The recent outbreak is actually scary. Coronavirus, or 2019-nCoV, is a respiratory virus with flu-like symptoms that is concentrated in China, and has spread to other countries. It likely originated from live-market wildlife trade in Wuhan. Alarmingly, the virus can also spread person-to-person, having already infected over 28,000 and killed 564 people. The spread triggered an appropriate response from the World Health Organization (WHO), but also international panic.


Here in the United States, citizens are at much greater risk of the flu than coronavirus, but headlines have seized public perceptions. We’ve since seen racist misinformation spread more quickly than the disease. Media “influencers” are fear-mongering tropes and heavily targeting Chinese customs around food. Although it is true that there are loose regulations around wildlife trade in China, we have our own Western issues with food contamination (think romaine lettuce with E. coli or “mad cow” disease). Conservative radio host Rush Limbaugh recently used “ChiComs,” a slur for Chinese-Communists. Even the University of California, Berkeley, posted a misguided infographic normalizing the behaviors of xenophobia. Most prevalently, average citizens are experiencing terrifying confrontations for “coughing while Asian”. The gravity of the situation does not need to result in racism.

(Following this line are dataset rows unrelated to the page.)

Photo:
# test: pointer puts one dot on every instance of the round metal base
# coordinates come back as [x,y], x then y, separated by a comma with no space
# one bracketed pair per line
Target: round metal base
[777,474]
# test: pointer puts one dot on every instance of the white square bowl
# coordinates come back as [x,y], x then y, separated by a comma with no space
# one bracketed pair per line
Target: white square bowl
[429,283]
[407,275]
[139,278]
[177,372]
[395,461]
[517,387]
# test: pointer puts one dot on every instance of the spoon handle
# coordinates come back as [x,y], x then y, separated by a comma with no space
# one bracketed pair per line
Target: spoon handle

The reality is this will likely not be our last, or even worst encounter with infectious disease. Not only are we more connected and populated than ever before, but we are also living in a radically changing climate, making us more vulnerable to many pathways of infection. These variables make it inevitable that this will happen again. What remains unknown is how we will choose to respond. Yes, we will likely respond with urgency, but will we react with humanity? Will we share our knowledge and resources, or will we censor and close our borders? Will we see past our fears and support our neighbors, even with ethnic differences?


Luckily we're still stuck here in the present, and you can help manage the spread of (any) infection while also combating fear and misinformation.

  1. Start by practicing good hand hygiene: wash your hands thoroughly with soap and water after using the bathroom, before eating, after blowing your nose, after touching things in a public space, and after panicking too much about any aspect of life; use hand sanitizer if soap is not available.

  2. Avoid close-contact with people who are visibly sick (literal cough-cough, NOT Asian-looking).

  3. Cover your own sneeze or cough, because that exploding poof of microbes in the air is unpleasant on many levels.

  4. Call your doctor if you start exhibiting signs of the flu. Securing an appointment over the phone reduce spread of infection better than an unexpected office visit.

  5. Last but not least, question the credibility of the information you are seeing, especially if it is from your social media feed. Organizations like the Centers for Disease Control (CDC) or WHO are reliable sources of information on any existing or emerging diseases.